Parshat Shoftim -
6 Elul 5765 / September 9-10, 2005
The Coming Week's Daf Yomi by Rabbi Adin Steinsaltz
Shabbat 129a – 135b
This essay is based upon the insights and chidushim (original ideas) of Talmudic scholar Rabbi Adin Steinsaltz, as published in the Hebrew version of the Steinsaltz Edition of the Talmud.
This week’s Daf Yomi covers the end of the eighteenth chapter (“Perek Mefanin”) and most of the nineteenth chapter (“Perek Rabbi Eliezer d’Milah”) of Masechet Shabbat.
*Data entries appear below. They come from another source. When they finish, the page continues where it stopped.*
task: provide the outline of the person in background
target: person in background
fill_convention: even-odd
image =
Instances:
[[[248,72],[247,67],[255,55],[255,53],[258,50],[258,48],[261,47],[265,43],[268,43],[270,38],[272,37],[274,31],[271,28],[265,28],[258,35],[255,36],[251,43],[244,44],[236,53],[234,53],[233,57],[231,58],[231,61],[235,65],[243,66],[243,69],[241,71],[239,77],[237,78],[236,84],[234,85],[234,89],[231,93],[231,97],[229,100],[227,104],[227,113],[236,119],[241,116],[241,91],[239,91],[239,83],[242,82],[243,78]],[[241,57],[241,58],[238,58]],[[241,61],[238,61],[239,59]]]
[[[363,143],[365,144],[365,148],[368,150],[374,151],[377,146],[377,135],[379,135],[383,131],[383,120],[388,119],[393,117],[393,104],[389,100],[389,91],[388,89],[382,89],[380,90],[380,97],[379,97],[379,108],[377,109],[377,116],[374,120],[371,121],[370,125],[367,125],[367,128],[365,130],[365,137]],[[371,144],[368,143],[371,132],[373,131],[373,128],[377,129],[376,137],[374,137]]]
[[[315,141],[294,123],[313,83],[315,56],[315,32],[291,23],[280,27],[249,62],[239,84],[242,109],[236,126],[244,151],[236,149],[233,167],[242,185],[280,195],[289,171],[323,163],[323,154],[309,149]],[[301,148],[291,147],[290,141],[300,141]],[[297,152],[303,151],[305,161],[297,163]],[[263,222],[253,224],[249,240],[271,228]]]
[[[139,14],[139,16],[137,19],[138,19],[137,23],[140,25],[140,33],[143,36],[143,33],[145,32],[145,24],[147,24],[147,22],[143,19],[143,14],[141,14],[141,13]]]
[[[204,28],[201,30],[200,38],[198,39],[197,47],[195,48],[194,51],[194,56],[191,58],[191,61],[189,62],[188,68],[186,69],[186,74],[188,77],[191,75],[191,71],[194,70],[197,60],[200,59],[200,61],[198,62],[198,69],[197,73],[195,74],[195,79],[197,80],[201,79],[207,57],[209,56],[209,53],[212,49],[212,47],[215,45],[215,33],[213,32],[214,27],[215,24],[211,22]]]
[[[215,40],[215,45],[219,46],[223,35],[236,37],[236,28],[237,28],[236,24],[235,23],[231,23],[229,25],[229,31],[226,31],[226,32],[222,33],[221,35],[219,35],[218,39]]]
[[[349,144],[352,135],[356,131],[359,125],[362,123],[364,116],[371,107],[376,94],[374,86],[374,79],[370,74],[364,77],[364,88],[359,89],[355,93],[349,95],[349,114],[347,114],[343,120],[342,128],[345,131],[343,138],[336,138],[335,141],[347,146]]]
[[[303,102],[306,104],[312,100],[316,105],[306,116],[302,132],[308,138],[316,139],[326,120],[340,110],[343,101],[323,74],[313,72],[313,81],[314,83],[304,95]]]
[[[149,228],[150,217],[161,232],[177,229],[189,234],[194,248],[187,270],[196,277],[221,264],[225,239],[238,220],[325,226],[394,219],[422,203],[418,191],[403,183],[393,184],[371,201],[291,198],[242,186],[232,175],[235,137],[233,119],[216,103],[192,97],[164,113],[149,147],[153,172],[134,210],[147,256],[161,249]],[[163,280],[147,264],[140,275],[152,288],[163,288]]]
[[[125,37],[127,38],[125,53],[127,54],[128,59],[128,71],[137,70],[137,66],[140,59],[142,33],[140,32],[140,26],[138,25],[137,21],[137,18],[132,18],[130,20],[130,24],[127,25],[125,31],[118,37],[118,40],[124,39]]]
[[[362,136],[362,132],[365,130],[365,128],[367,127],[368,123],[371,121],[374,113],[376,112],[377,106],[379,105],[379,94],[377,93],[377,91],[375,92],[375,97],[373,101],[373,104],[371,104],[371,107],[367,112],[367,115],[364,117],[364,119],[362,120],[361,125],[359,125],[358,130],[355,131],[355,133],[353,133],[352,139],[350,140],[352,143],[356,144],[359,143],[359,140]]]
Among the topics discussed and analyzed in these two chapters are several issues that deal with medicine and the view of the Rabbinic sages regarding medicinal issues generally, and the practice of medicine on Shabbat specifically.
According to the Mishnah (128b), a woman in labor should be assisted on Shabbat, even if her care involves what would ordinarily be considered desecration of the Shabbat (Hillul Shabbat). The Gemara distinguishes between different levels of illness. For example, someone whose life is in danger can get any treatment at all on Shabbat, even if a Biblical prohibition is involved; if there is possibly a danger to life, we are somewhat more stringent. It is important to note that, according to the Gemara (129a), the subjective concerns of the patient are taken into account. This is true to the extent that, even if doctors testify that there is no danger to life, if the patient expresses concern, we may permit even Biblical prohibitions to ease the mental anguish that can potentially lead to real danger.
According to Rashi, the source for the rule “Safek Nefashot LeHakel” (whenever there is a concern for life, we must rule leniently) is a Biblical passage that appears in the context of the Torah’s rules about an Ir Miklat – a city of refuge. There the Torah instructs the community to save the individual, from whence we derive that in every case where there is a threat to life, the religious courts are obligated to find ways to save the person whose life is threatened.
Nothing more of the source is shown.